Trafic d’enfants : victimes et criminels

Le 18 octobre dernier, à l’occasion de la Journée européenne de lutte contre la traite des êtres humains, un nouveau rapport d’Europol a été présenté concernant le trafic d’enfants, avec une mise à jour des renseignements relatifs à cette pratique criminelle.

Pour la première fois dans ce domaine, le rapport offre une vision approfondie des caractéristiques des réseaux criminels qui se livrent à l’un des crimes les plus odieux : l’abus d’enfant vulnérables. Pour les besoins du rapport, il a été utilisé le renseignement opérationnel à partir de quelques 600 contributions ayant impliqué des victimes de trafic de mineurs, qui ont été communiquées à Europol par les États membres entre 2015 et 2017.

En Europe, des milliers d’enfants font encore l’objet de trafic et d’exploitation, générant des profits au bénéfice des réseaux criminels, et représentent plus de 20% de l’ensemble des victimes de ce type de trafic selon l’UNICEF. Europol reçoit de plus en plus d’informations sur des réseaux de trafiquants qui opèrent à travers les États membres en abusant de la vulnérabilité des enfants pour les exploiter sexuellement ou au travail. D’autres groupes criminels mettent leurs victimes dans la rue pour mendier, les obligent à commettre toute sorte d’infractions ou les vendent à travers des réseaux d’adoption illégale.

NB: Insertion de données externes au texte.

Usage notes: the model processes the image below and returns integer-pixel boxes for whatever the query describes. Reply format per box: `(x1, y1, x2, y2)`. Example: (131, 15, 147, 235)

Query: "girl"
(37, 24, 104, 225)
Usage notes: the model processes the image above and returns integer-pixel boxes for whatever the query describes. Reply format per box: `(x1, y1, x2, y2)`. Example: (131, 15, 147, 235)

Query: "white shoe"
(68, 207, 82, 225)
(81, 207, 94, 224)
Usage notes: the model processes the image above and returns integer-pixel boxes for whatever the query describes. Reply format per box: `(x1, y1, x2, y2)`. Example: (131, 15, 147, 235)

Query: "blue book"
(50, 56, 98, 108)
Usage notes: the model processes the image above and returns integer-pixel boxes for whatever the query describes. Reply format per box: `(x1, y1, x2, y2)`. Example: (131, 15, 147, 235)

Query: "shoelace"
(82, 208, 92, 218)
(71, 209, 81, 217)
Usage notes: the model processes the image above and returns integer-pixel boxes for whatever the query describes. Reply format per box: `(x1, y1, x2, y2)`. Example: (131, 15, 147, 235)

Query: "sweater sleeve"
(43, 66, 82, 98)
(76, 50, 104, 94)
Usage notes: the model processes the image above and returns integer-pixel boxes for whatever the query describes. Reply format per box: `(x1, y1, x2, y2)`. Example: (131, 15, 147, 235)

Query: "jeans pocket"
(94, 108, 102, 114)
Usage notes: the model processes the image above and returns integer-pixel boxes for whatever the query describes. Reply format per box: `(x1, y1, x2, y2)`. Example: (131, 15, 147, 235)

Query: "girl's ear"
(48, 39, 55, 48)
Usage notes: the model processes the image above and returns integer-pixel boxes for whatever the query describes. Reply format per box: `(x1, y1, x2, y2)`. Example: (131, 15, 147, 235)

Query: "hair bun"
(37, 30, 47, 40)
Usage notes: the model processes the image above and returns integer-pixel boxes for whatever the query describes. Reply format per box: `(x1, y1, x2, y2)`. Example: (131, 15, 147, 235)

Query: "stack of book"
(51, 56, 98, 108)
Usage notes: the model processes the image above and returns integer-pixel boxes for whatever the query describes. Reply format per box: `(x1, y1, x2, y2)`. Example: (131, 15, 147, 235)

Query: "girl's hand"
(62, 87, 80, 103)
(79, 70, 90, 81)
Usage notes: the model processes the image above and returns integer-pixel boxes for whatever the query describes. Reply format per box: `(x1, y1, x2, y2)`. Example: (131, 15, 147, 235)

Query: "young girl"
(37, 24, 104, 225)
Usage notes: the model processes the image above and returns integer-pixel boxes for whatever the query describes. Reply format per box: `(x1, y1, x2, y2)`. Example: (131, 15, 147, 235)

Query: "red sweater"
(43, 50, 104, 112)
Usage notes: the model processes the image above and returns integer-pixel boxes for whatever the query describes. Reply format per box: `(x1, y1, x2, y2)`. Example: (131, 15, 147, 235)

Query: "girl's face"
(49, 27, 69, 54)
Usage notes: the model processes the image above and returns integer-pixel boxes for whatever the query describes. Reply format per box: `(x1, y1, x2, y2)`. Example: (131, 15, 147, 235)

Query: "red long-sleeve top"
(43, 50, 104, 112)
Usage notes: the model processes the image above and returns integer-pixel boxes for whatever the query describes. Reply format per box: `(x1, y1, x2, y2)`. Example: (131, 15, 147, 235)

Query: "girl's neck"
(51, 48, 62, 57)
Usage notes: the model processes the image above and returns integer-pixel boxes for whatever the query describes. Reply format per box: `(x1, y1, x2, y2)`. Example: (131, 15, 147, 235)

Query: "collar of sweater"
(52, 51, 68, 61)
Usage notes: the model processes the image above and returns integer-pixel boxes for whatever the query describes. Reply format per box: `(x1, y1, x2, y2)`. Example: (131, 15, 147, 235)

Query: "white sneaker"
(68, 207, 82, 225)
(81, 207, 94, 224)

Voici certaines des conclusions du rapport de situation sur les réseaux criminels associés au trafic et à l’exploitation des enfants dans l’Union européenne :

  • Un des aspects les plus alarmants de cette pratique est le rôle des familles qui, dans certains cas, exercent directement le trafic et l’exploitation de leurs propres enfants. Europol reçoit des rapports périodiques sur des enfants vendus aux réseaux criminels par leur famille.
  • Les femmes jouent souvent un rôle clé dans le trafic et l’exploitation des enfants, beaucoup plus que dans les réseaux criminels où ce sont elles les victimes de la traite d’êtres humains.
  • La plupart des cas rapportés à Europol impliquent des réseaux qui acheminent leurs victimes mineures, non communautaires, depuis leur pays d’origine vers le lieu d’exploitation, souvent avec la collaboration de réseaux de contrebande. Le trafic d’enfants à travers les frontières extérieures et dans les États membres entraîne généralement l’utilisation de documents de voyage falsifiés.
  • Le produit de ces activités criminelles est essentiellement redirigé vers le pays d’origine du trafiquant, par petites sommes en utilisant les services de transfert d’argent, ou bien au moyen de passeurs illégaux ou de mules lorsqu’il s’agit de sommes plus importantes.
  • Le trafic d’enfants s’opère depuis le monde entier vers l’UE. La plupart des réseaux non communautaires de traite d’êtres humains ont informé Europol que des groupes de crime organisé y participaient. Par exemple, depuis le Nigéria, les jeunes femmes étaient trompées ou forcées pour être exploitées sexuellement en Europe.
  • Les enfants en migration ou autres mineurs non accompagnés sont davantage exposés au risque de trafic et d’exploitation. Bien que l’ampleur du trafic d’enfants non accompagnés reste méconnue, on s’attend à une augmentation dans le futur.